Il s’empresse de ramasser son bien et rentre chez lui, posant les clefs et le journal près d’une photo encadrée et de fort bonne qualité de sa famille au complet : Loïc, Maud, Stéphanie et lui-même.
-Ca faisait longtemps que tu n’avais pas préparé de blanquette de veau.
-Mets la table, lui demanda sèchement sa femme.
-Ben, ma foi, je ne sais pas ce que t’as, mais ça ne va pas !
-Mets-moi cette table et ça ira mieux après.
Et en effet, Patrick mit la table pour trois personnes et sa femme devenait plus souriante. Loïc vint manger avec ses parents de succulents mets, et son père lui demanda :
-Alors le jeune, on n’avait pas école aujourd’hui ?
-Non, ma prof de maths est morte.
-Ben merde ! s’étonna Patrick.
-Alors Patouillard, il a dit, puisqu’elle est morte, pas de cours aujourd’hui !
-C’est qui ce Patouillard, déjà ? demanda Patrick à sa femme.
-C’est le conseiller principal d’éducation, répondit-elle. Un vrai connard ce type.
Le trinôme resta sur cette dernière réplique et termina le repas en parlant d’autres choses, notamment du temps qui faisait et de la circulation qu’il y avait dans le village.
Patrick avait la ferme intention durant l’après-midi d’avancer une de ses planches de Bande dessinée, car il travaillait sur un projet de Robin des bois à la française qui était passé dans un coin de Boën. Il s’était bricolé tout un plan de travail, avec notamment une table éclairante dont il était très fier, et un bureau en pente sur lequel il pouvait s’adonner jours et nuits, des heures durant, à la création. Alors bien sûr, il traînait un peu. D’abord, il n’avait pas de scénariste et l’histoire de ce cambrioleur d’Ancien Régime le faisait un peu chier, mais petit à petit, planche par planche, case par case, il avançait.
Ce bureau était l’accomplissement d’un rêve de gosse, car depuis qu’enfant, il avait dessinée une aventure inédite de Lucky Luke, il n’avait plus quitté le neuvième art. Par contre ce dernier avait peut-être quitté Patrick. En effet, notre héros envoyait ses planches toutes les semaines à tous les éditeurs possibles et imaginables. Alors, pratiquement tous les jours, il recevait de leurs parts des lettres qui lui disait en clair: « j’ai le regret de vous informer que vos BD son à chier ». Il y en avait un bon millier, de ces refus catégorique de l’éditer.

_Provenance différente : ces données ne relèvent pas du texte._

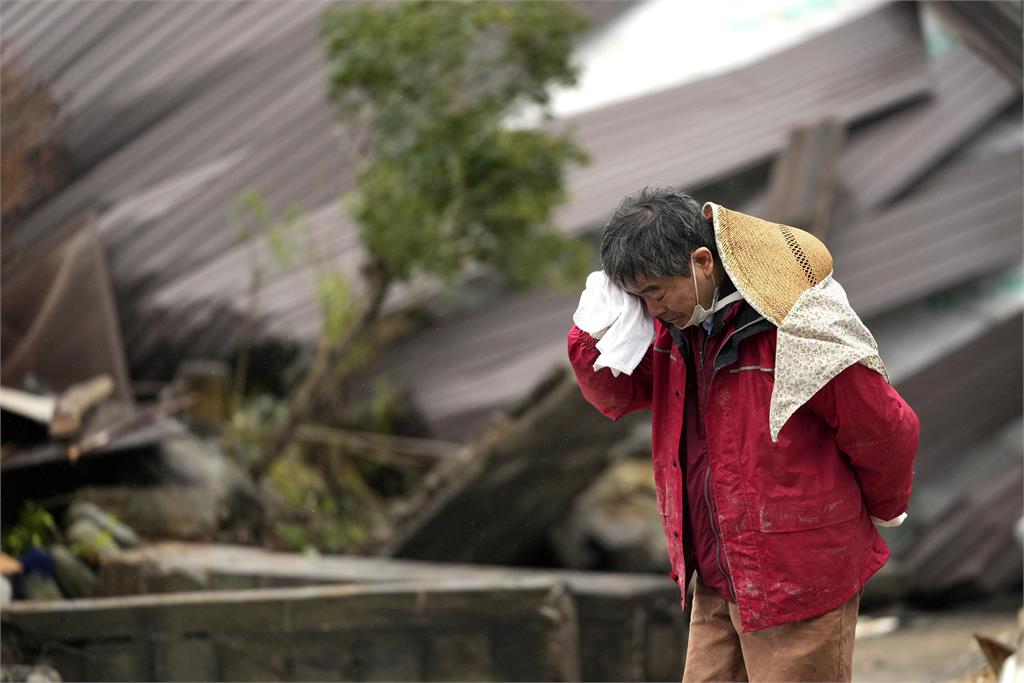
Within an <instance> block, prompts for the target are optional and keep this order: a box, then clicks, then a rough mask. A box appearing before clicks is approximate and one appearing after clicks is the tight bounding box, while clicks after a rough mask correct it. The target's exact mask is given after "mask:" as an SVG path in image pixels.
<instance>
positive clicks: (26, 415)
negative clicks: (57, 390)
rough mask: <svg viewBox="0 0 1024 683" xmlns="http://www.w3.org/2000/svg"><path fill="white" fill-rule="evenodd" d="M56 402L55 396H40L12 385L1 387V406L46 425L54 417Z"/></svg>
mask: <svg viewBox="0 0 1024 683" xmlns="http://www.w3.org/2000/svg"><path fill="white" fill-rule="evenodd" d="M56 402H57V399H56V398H54V397H53V396H40V395H39V394H34V393H29V392H28V391H19V390H17V389H11V388H10V387H0V408H2V409H3V410H5V411H10V412H11V413H14V414H15V415H20V416H22V417H23V418H29V419H30V420H33V421H35V422H39V423H41V424H44V425H47V424H49V423H50V420H51V419H52V418H53V409H54V408H55V407H56Z"/></svg>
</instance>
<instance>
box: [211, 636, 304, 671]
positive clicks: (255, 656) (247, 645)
mask: <svg viewBox="0 0 1024 683" xmlns="http://www.w3.org/2000/svg"><path fill="white" fill-rule="evenodd" d="M272 635H273V634H272V632H271V633H267V632H264V633H263V634H262V636H263V637H262V638H259V639H250V638H238V637H231V638H219V637H218V638H217V639H216V641H215V642H216V650H217V661H218V665H219V671H220V675H219V676H218V677H217V678H216V679H215V680H220V681H284V680H288V670H289V666H288V653H287V650H286V648H284V647H282V646H281V639H280V638H278V639H272V640H271V639H268V638H267V636H272Z"/></svg>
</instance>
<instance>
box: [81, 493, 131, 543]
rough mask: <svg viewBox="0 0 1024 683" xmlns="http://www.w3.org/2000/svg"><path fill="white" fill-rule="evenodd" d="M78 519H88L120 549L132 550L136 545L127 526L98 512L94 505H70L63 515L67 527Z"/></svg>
mask: <svg viewBox="0 0 1024 683" xmlns="http://www.w3.org/2000/svg"><path fill="white" fill-rule="evenodd" d="M78 519H88V520H90V521H91V522H93V523H94V524H96V525H97V526H99V528H101V529H103V530H104V531H106V532H108V533H110V535H111V537H113V539H114V541H115V542H116V543H117V544H118V545H119V546H121V547H122V548H134V547H135V546H137V545H138V536H136V535H135V531H133V530H132V529H131V528H130V527H129V526H126V525H125V524H123V523H121V522H120V521H119V520H117V519H116V518H114V517H113V516H112V515H110V514H108V513H105V512H103V511H102V510H100V509H99V508H98V507H97V506H96V505H95V504H93V503H89V502H88V501H78V502H76V503H72V504H71V506H69V508H68V512H67V514H66V515H65V520H66V522H65V523H66V524H67V525H71V524H72V523H74V522H75V521H76V520H78Z"/></svg>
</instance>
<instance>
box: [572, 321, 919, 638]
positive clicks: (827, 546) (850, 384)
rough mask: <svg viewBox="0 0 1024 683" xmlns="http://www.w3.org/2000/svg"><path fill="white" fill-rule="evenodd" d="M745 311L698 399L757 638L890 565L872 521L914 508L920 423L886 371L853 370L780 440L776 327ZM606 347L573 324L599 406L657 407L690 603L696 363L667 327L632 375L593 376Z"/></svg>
mask: <svg viewBox="0 0 1024 683" xmlns="http://www.w3.org/2000/svg"><path fill="white" fill-rule="evenodd" d="M735 306H736V307H737V308H739V307H742V310H741V312H740V314H737V315H734V316H732V318H733V319H732V323H731V324H730V326H729V328H728V329H726V330H724V331H723V333H722V335H721V337H720V338H719V340H718V343H717V346H716V348H715V350H714V353H713V354H711V355H709V356H708V360H710V361H711V364H712V365H711V366H709V367H706V368H705V371H706V372H705V378H703V379H699V378H698V386H699V388H700V391H699V394H698V395H699V402H700V407H701V413H702V414H703V424H705V427H706V438H707V444H708V452H709V455H708V462H709V465H710V476H709V486H710V489H711V493H712V495H713V497H714V500H715V502H716V504H717V506H716V509H715V515H716V517H717V518H716V520H715V522H716V529H717V531H718V533H719V535H720V537H721V544H722V546H721V549H722V552H723V554H724V556H725V559H726V563H727V567H728V573H729V578H730V580H731V583H732V586H731V588H732V589H733V593H734V595H735V598H736V604H737V605H738V607H739V614H740V624H741V627H742V629H743V631H759V630H761V629H766V628H769V627H773V626H778V625H780V624H786V623H790V622H797V621H801V620H805V618H811V617H814V616H818V615H820V614H823V613H825V612H827V611H829V610H831V609H834V608H835V607H837V606H839V605H841V604H842V603H844V602H845V601H846V600H848V599H849V598H850V597H852V596H853V595H854V594H855V593H857V591H859V590H860V589H861V588H862V587H863V585H864V583H865V582H866V581H867V579H868V578H870V577H871V574H873V573H874V572H876V571H878V570H879V569H880V568H881V567H882V565H883V564H885V562H886V560H887V559H888V557H889V549H888V548H887V547H886V545H885V542H884V541H883V540H882V537H881V536H879V532H878V531H877V530H876V528H874V525H873V524H872V523H871V521H870V518H869V515H870V516H874V517H878V518H881V519H891V518H893V517H897V516H898V515H900V514H901V513H903V512H904V511H906V507H907V502H908V500H909V497H910V482H911V479H912V476H913V459H914V454H915V452H916V447H918V430H919V424H918V418H916V416H915V415H914V413H913V411H912V410H910V408H909V407H908V405H907V404H906V403H905V402H904V401H903V399H902V398H901V397H900V396H899V394H898V393H896V391H895V390H894V389H893V388H892V387H891V386H890V385H889V384H888V382H886V380H885V378H884V377H882V376H881V375H879V374H878V373H877V372H874V371H872V370H869V369H867V368H865V367H863V366H861V365H860V364H854V365H853V366H851V367H850V368H848V369H847V370H845V371H843V372H842V373H840V374H839V375H838V376H837V377H835V378H834V379H833V380H831V381H830V382H829V383H828V384H827V385H825V386H824V387H823V388H822V389H821V390H820V391H819V392H818V393H817V394H815V395H814V397H813V398H811V400H810V401H808V402H807V403H806V404H805V405H804V407H803V408H801V409H800V410H798V411H797V412H796V413H795V414H794V415H793V417H791V418H790V420H788V421H787V422H786V424H785V426H784V427H783V428H782V430H781V432H780V433H779V437H778V442H777V443H773V442H772V440H771V437H770V435H769V430H768V407H769V400H770V397H771V389H772V382H773V375H772V373H771V372H767V371H766V370H761V369H773V368H774V365H775V364H774V359H775V332H776V331H775V328H774V327H773V326H771V325H770V324H768V323H767V322H766V321H764V318H761V317H760V316H759V315H758V314H757V313H756V312H754V310H753V308H750V306H749V305H746V304H745V303H742V302H740V303H738V304H735ZM596 343H597V342H596V341H595V340H594V338H593V337H591V336H590V335H588V334H587V333H586V332H583V331H582V330H580V329H579V328H577V327H574V326H573V328H572V330H570V331H569V334H568V348H569V360H570V361H571V364H572V369H573V371H574V372H575V376H577V380H578V382H579V384H580V389H581V390H582V391H583V394H584V396H585V397H586V398H587V400H588V401H590V402H591V403H592V404H593V405H594V407H595V408H597V410H599V411H600V412H601V413H602V414H604V415H605V416H607V417H609V418H611V419H612V420H616V419H618V418H621V417H622V416H624V415H626V414H627V413H632V412H634V411H640V410H644V409H650V410H651V413H652V415H651V425H652V443H651V446H652V461H653V469H654V484H655V488H656V492H657V503H658V512H659V513H660V515H662V522H663V525H664V528H665V535H666V541H667V545H668V551H669V559H670V561H671V563H672V567H673V571H672V579H673V581H675V582H676V583H677V585H678V586H679V589H680V591H681V592H682V595H683V607H684V608H685V606H686V586H687V585H688V583H689V578H690V574H691V573H692V571H693V567H692V566H687V562H686V560H685V559H684V552H683V549H684V544H688V540H687V539H686V538H684V533H683V529H684V525H683V486H684V482H683V476H682V473H681V471H680V466H679V444H680V437H681V432H682V426H683V399H684V396H685V387H686V364H685V362H684V361H683V357H682V356H681V351H680V348H679V347H678V346H677V344H676V342H675V340H674V339H673V337H672V334H671V333H670V329H669V328H668V327H667V326H665V325H663V324H662V323H660V322H655V336H654V342H653V344H652V345H651V348H650V349H648V351H647V354H646V355H645V356H644V359H643V360H642V361H641V364H640V366H639V367H637V369H636V370H635V371H634V372H633V374H632V375H620V376H618V377H612V375H611V372H610V371H608V370H601V371H600V372H597V373H595V372H594V370H593V365H594V361H595V360H596V359H597V356H598V355H599V352H598V351H597V349H596V348H595V344H596ZM684 347H685V345H684ZM686 547H687V549H688V550H691V549H690V548H689V546H688V545H687V546H686Z"/></svg>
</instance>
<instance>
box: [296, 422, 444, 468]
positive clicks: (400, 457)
mask: <svg viewBox="0 0 1024 683" xmlns="http://www.w3.org/2000/svg"><path fill="white" fill-rule="evenodd" d="M296 436H297V437H298V439H299V440H300V441H310V442H314V443H323V444H325V445H332V446H337V447H340V449H342V450H344V451H345V452H346V453H350V454H352V455H356V456H359V457H361V458H367V459H370V460H374V461H377V462H381V463H390V464H395V465H416V466H427V467H432V466H434V465H435V464H436V463H438V462H440V461H443V460H445V459H447V458H452V457H454V456H455V455H456V454H457V453H458V452H459V451H461V450H462V449H463V445H462V444H461V443H456V442H454V441H441V440H436V439H427V438H412V437H409V436H394V435H391V434H380V433H374V432H362V431H354V430H349V429H337V428H333V427H325V426H323V425H314V424H305V425H302V426H300V427H299V428H298V430H297V432H296Z"/></svg>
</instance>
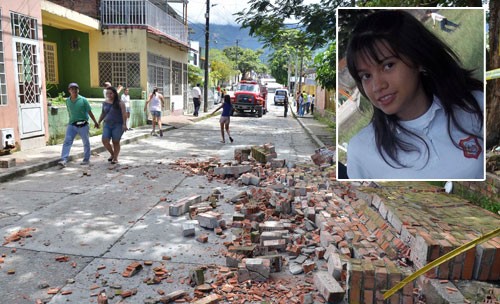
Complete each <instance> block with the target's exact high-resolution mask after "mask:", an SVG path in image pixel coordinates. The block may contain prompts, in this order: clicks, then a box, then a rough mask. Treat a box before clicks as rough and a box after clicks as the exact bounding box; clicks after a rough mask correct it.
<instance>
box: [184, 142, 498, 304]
mask: <svg viewBox="0 0 500 304" xmlns="http://www.w3.org/2000/svg"><path fill="white" fill-rule="evenodd" d="M245 155H246V154H245ZM236 156H237V157H236V158H237V159H238V161H236V162H234V163H226V164H221V163H219V161H218V160H217V159H211V160H210V161H207V162H198V163H195V162H189V161H185V160H183V161H178V162H177V164H176V165H177V166H178V167H180V168H182V169H184V170H187V171H189V174H206V175H207V176H209V178H210V179H213V178H216V179H220V180H224V181H226V182H235V181H236V182H239V183H240V184H242V179H241V175H243V174H252V176H254V177H256V178H258V180H259V182H258V183H257V184H254V183H251V184H253V185H255V186H250V188H249V190H248V191H246V192H243V193H241V194H240V195H238V196H237V197H235V198H232V199H231V202H232V203H233V204H234V205H235V211H236V213H235V215H234V216H233V221H232V222H230V223H227V225H228V227H232V228H240V229H241V231H242V233H241V235H240V237H238V238H235V239H234V240H233V241H230V242H227V243H226V246H227V249H228V252H227V254H226V261H227V266H228V267H230V268H231V269H236V270H237V271H236V274H237V277H236V278H234V277H232V276H231V277H230V276H223V277H224V278H226V279H225V280H222V281H219V283H220V284H219V285H218V286H219V288H217V289H216V290H214V291H213V292H215V293H217V294H218V295H219V296H220V298H219V299H220V300H223V299H225V300H229V301H230V302H232V303H233V301H232V300H231V299H233V300H234V303H243V302H244V300H245V299H246V300H248V301H260V300H262V299H267V300H269V299H272V300H273V303H282V302H283V303H285V302H287V303H288V302H292V303H306V302H300V301H302V300H303V299H304V298H305V299H311V301H312V299H313V298H314V300H318V299H322V300H323V301H330V302H333V303H337V302H340V301H341V299H344V300H347V301H348V302H349V303H366V304H369V303H380V302H381V301H382V300H383V298H382V294H383V292H385V291H386V290H388V289H390V288H392V287H393V286H394V285H396V283H398V282H399V281H401V280H402V279H403V278H405V277H407V276H408V275H410V274H411V273H412V272H413V271H415V269H416V268H420V267H422V266H424V265H425V264H427V263H429V262H430V261H432V260H434V259H436V258H437V257H439V256H441V255H443V254H445V253H447V252H449V251H451V250H452V249H454V248H456V247H458V246H460V245H461V244H464V243H465V242H468V241H470V240H472V239H474V238H477V237H479V236H480V233H481V232H487V231H490V230H493V229H494V228H496V227H498V225H500V219H499V217H498V216H496V215H494V214H491V213H488V212H487V211H484V210H482V209H479V208H476V207H474V206H473V205H471V204H469V203H468V202H466V201H464V200H462V199H459V198H457V197H454V196H451V195H447V194H446V193H444V192H442V191H441V190H440V189H438V188H435V187H432V186H429V185H428V184H423V183H421V184H420V183H411V185H410V184H408V183H385V184H382V185H381V187H354V186H353V185H351V184H349V183H339V182H336V181H335V172H334V168H332V167H327V166H324V165H323V164H321V166H320V167H318V166H315V165H312V164H299V165H296V166H295V167H294V168H287V167H283V166H272V165H271V163H270V162H268V163H266V164H260V163H259V162H256V161H255V160H254V159H253V158H252V157H251V156H249V157H248V160H246V156H244V157H242V153H241V151H237V153H236ZM241 159H245V160H243V161H242V162H240V160H241ZM316 159H321V158H320V157H316ZM320 163H321V162H320ZM242 165H243V166H250V167H251V168H250V169H249V170H246V171H245V173H237V172H241V170H240V169H239V167H241V166H242ZM221 167H224V168H225V169H224V170H223V171H220V169H219V171H218V172H224V173H223V174H214V172H215V169H216V168H221ZM232 167H234V168H232ZM235 168H236V169H235ZM228 172H229V173H231V172H236V173H235V174H228ZM244 184H245V185H247V184H249V183H244ZM464 219H467V221H466V223H464ZM249 259H250V260H249ZM254 259H259V260H258V261H257V260H254ZM261 259H264V260H267V261H268V262H263V261H261ZM249 261H251V263H252V267H254V266H255V265H256V263H257V264H258V265H259V266H258V269H260V270H259V271H260V272H265V273H269V275H266V276H264V277H263V279H255V276H253V277H252V274H251V273H249V271H250V270H251V269H249V267H248V266H247V265H248V262H249ZM499 263H500V240H499V238H498V237H497V238H495V239H493V240H490V241H488V242H486V243H484V244H482V245H479V246H478V247H477V248H476V249H475V250H474V249H473V250H471V251H468V252H465V253H463V254H462V255H460V256H458V257H457V258H455V259H452V260H450V261H448V262H446V263H444V264H443V265H441V266H439V267H437V268H436V269H434V270H432V271H430V272H429V273H427V277H428V278H439V279H474V280H498V279H499V271H500V264H499ZM285 266H288V267H289V268H288V271H289V272H290V273H292V274H294V273H296V274H298V273H312V274H313V278H312V280H311V277H309V276H306V278H307V279H308V281H307V282H308V284H311V285H307V286H304V287H303V288H301V289H294V292H295V294H296V295H298V297H296V298H297V299H296V300H297V301H299V302H295V300H294V298H293V297H287V298H282V297H279V296H278V295H277V294H273V295H272V297H270V298H268V297H264V298H262V295H266V292H267V293H269V292H270V290H267V291H264V290H263V289H265V288H263V287H266V288H272V287H273V286H272V285H269V284H270V282H271V281H273V277H274V276H273V274H272V273H275V274H278V273H283V272H286V271H287V270H286V269H285ZM255 267H257V266H255ZM325 269H327V271H325ZM238 276H239V278H238ZM258 281H263V282H261V283H257V282H258ZM242 282H247V283H248V282H252V283H251V284H247V285H245V286H248V287H249V288H248V289H247V290H245V292H247V293H249V295H250V296H249V297H253V296H255V295H254V294H253V292H255V290H253V289H252V288H253V287H250V286H253V285H254V284H257V285H258V286H260V287H259V288H260V289H259V291H258V293H257V297H254V298H252V299H250V298H247V297H243V298H240V297H236V298H235V295H234V290H235V287H234V286H236V285H237V283H242ZM421 283H422V281H417V282H413V283H410V284H407V285H406V286H405V287H404V288H402V289H401V290H399V291H398V292H397V293H396V294H394V295H393V296H392V297H391V298H390V299H389V301H390V303H405V304H406V303H423V301H422V298H419V297H418V295H419V290H420V289H419V288H418V287H417V286H418V285H419V284H421ZM417 284H418V285H417ZM228 286H231V288H230V287H228ZM273 288H276V287H273ZM311 291H312V293H311ZM259 297H260V299H259ZM275 297H276V298H275ZM318 297H319V298H318ZM300 299H302V300H300ZM307 303H311V302H307Z"/></svg>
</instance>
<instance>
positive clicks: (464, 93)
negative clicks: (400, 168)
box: [346, 10, 483, 168]
mask: <svg viewBox="0 0 500 304" xmlns="http://www.w3.org/2000/svg"><path fill="white" fill-rule="evenodd" d="M381 47H385V48H387V49H388V50H390V51H391V52H392V55H393V56H394V57H396V58H399V59H400V60H402V61H403V62H404V63H405V64H406V65H408V66H410V67H419V68H421V70H422V72H421V73H420V75H421V76H420V77H421V81H422V84H423V88H424V91H425V94H426V95H427V96H428V98H429V99H430V100H432V98H433V97H432V96H433V95H435V96H437V97H438V98H439V99H440V101H441V103H442V106H443V109H444V111H445V113H446V116H447V119H448V124H447V125H448V136H449V137H450V139H451V141H452V142H453V143H454V145H455V146H456V147H457V148H458V149H461V148H460V147H459V146H458V144H457V143H456V140H453V138H452V136H451V129H452V128H457V129H458V130H460V131H461V132H463V133H466V134H468V135H473V136H478V137H480V138H482V134H472V131H471V130H465V129H464V128H463V127H462V125H461V124H460V122H459V121H458V120H457V117H456V114H455V110H456V109H457V108H460V109H462V110H464V111H466V112H469V113H474V114H475V115H476V116H477V118H478V121H480V122H481V126H482V124H483V113H482V111H481V108H480V106H479V104H478V102H477V101H476V99H475V98H474V96H473V95H472V91H474V90H477V91H483V83H482V82H481V81H480V80H477V79H475V78H473V77H472V71H471V70H466V69H464V68H462V67H461V65H460V59H459V58H458V56H457V55H456V54H455V52H453V50H451V48H450V47H448V46H447V45H446V44H445V43H444V42H442V41H441V40H440V39H439V38H437V37H436V36H435V35H434V34H433V33H432V32H431V31H429V30H428V29H427V28H426V27H425V26H424V25H423V24H422V23H421V22H420V21H418V20H417V19H416V18H415V17H413V16H412V15H411V14H410V13H408V12H405V11H401V10H381V11H377V12H375V13H373V14H371V15H369V16H368V17H366V18H365V19H363V20H361V21H360V22H359V23H358V24H357V25H356V27H355V28H354V31H353V32H352V34H351V38H350V40H349V43H348V45H347V50H346V57H347V67H348V69H349V73H350V74H351V76H352V77H353V78H354V80H355V81H356V84H357V86H358V88H359V90H360V92H361V94H363V96H365V97H366V98H367V99H368V96H367V95H366V92H365V91H364V89H363V86H362V83H361V78H360V75H359V73H358V69H357V64H358V59H359V58H360V57H363V56H364V57H366V58H369V59H370V60H373V61H374V62H376V63H379V64H380V63H381V60H382V58H379V57H380V54H381V50H380V48H381ZM373 108H374V112H373V117H372V119H371V122H372V125H373V128H374V131H375V142H376V145H377V150H378V152H379V153H380V155H381V156H382V158H383V159H384V160H385V162H386V163H387V164H389V165H390V166H391V167H394V168H403V167H407V165H405V164H402V163H401V161H400V160H399V157H398V151H400V150H402V151H405V152H411V151H419V152H420V153H422V152H423V151H422V150H421V149H419V148H418V147H417V146H416V145H414V144H412V143H410V142H408V141H404V140H402V139H401V137H398V136H397V130H399V131H401V132H402V133H404V134H406V135H408V136H410V137H414V138H417V139H418V140H420V141H421V142H422V143H423V144H424V145H425V149H426V154H427V160H429V153H430V151H429V146H428V145H427V143H426V142H425V140H424V139H422V138H421V137H420V136H418V135H417V134H415V133H414V132H412V131H410V130H408V129H406V128H404V127H403V126H402V125H401V124H400V123H399V119H398V117H397V116H396V115H394V114H393V115H386V114H385V113H384V112H382V111H381V110H380V109H378V108H376V107H373ZM387 156H388V158H387Z"/></svg>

Aujourd’hui et comme souvent Patrick n’était pas très inspiré. Il pensa que son équipe de foot avait un match. Se changeant, il se prépara, et alla vers le stade, cent places assises de Boën.
-Eh voilà le plus beau ! dit d’un mauvais œil un des joueurs en voyant Patrick arriver. Alors tu viens nous prêter main forte pour les avoir, ces salauds de joueurs de Sail-sous-Couzan, Patrick !?
-Ca va chier, répondit-il non sans une pointe d’humour.
Il ne joua pas. Du moins, juste cinq minutes, alors que son équipe perdait déjà 12 zéros. De toutes façons personne ne lui faisait des passes pendants le match. On éloignait toujours le ballon de lui, si bien qu’il n’était jamais démarqué, et cela malgré ses appels endiablés :
-Eh oh ! Je suis là ! Oh ! Hum !
Il rentrait pas très content de lui, se faisant chier, il lu son journal dans son jardin, son fils était chez un copain, sa femme chez sa mère. Il pensait tristement qu’il n’avait pas de meilleurs ami, ni vraiment de grands copains…

-Ah, mais y a pas de mystères ! se disait-il, étouffant de solitude.